Handle With Care explores the knotty tangle of medical ethics and personal morality. When faced with the reality of a fetus who will be disabled, at which point should an OB counsel termination? Should a parent have the right to make that choice? How disabled is TOO disabled? And as a parent, how far would you go to take care of someone you love? Would you alienate the rest of your family? Would you be willing to lie to your friends, to your spouse, to a court? And perhaps most difficult of all -- would you admit to yourself that you might not actually be lying?

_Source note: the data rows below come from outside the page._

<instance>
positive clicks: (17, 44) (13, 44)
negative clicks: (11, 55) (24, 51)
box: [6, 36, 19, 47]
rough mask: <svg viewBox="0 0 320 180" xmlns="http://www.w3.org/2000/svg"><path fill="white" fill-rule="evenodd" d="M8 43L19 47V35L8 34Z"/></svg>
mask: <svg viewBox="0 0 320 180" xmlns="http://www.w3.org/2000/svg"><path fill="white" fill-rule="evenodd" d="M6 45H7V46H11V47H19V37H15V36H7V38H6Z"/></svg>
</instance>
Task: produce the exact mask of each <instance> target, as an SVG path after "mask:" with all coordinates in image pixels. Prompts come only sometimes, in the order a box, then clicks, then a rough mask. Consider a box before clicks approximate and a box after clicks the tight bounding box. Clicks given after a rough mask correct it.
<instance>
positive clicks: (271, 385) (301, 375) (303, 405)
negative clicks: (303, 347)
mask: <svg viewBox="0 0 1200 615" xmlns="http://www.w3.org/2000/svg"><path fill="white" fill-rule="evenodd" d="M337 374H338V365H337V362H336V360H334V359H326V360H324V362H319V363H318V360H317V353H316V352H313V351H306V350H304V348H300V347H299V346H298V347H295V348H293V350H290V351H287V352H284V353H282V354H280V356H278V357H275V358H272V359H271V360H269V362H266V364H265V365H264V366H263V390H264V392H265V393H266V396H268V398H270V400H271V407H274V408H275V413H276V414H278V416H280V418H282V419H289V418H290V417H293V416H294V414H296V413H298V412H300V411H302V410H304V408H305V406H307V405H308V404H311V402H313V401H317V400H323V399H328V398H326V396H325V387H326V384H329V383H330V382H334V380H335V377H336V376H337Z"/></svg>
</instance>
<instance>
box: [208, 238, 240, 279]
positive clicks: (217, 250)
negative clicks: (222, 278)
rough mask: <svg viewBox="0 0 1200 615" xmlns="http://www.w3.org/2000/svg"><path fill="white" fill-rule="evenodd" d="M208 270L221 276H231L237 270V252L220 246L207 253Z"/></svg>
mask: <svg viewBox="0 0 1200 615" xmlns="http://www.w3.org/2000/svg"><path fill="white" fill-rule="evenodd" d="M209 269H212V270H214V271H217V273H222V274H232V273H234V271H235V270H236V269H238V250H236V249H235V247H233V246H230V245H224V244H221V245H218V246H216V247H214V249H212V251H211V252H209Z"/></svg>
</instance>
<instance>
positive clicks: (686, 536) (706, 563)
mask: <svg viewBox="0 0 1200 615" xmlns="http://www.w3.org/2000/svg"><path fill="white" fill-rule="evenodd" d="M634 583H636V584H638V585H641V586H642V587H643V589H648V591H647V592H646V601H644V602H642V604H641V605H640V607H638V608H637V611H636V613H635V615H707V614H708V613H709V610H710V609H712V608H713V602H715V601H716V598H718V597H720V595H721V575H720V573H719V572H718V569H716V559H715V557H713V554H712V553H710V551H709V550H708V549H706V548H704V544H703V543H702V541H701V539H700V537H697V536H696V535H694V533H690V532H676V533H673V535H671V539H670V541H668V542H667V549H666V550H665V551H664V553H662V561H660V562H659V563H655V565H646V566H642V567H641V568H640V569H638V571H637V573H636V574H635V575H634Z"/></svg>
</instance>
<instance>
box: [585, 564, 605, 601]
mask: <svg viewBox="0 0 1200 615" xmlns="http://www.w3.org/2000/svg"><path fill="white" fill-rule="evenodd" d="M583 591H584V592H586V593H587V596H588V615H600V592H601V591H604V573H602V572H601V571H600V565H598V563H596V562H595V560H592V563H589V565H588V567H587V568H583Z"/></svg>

Review: Well, I love this author but this is not one of her better stories. There weren't really any characters I liked except Willow.
The family was so dysfunctional it's amazing they are still a family. The mother, Charlotte, is not very likable. She comes across as one of those controlling mothers, with a martyr complex to boot. The father, Sean, is only slightly better and is actually in a few scenes worse. The elder daughter Amelia is your average teen, self-centered and difficult. The fact that she suffered from bulimia and liked to cut herself didn't really make me feel all that sorry for her. It just made me angrier at her parents for rarely noticing she exists.
As to the rest of the cast, there really aren't any winners. The best friend and obstetrician, Piper, who Charlotte winds up suing, comes across as weak and ineffectual. Charlotte's lawyer, Marin, spends far too much of the story whining to herself about the birth mother she's never met -- and then winds up regretting ever meeting her. Most of the the secondary characters, from teachers, to lawyers, to doctors seem inconsiderate and lacking in compassion.
Willow, though. She was impossibly brave and smart and funny and beautiful. But even that ended up badly. Because she hadn't been through enough in the first 475 pages, the author found it necessary to kill her off at the very end. I don't understand why. It did nothing to help the story or the characters. Well, it did allow Charlotte to finally do something with the money she won in the lawsuit; she buried the check with Willow. What a complete waste. I'd have been quite a bit happier with a happy ending, or as happy of an ending as there could have been.
This was a quick read, as all Ms. Picoult's books are, but it wasn't a very enjoyable read. It felt like I was being beaten up and broken just reading it. Between the osteogenesis imperfecta, the bulimia, the festering questions of abortion and adoption, and the painful legal term Wrongful Birth, there was so little light it was like reading a nightmare. Maybe that was how it was supposed to feel, but it didn't make me like it any better.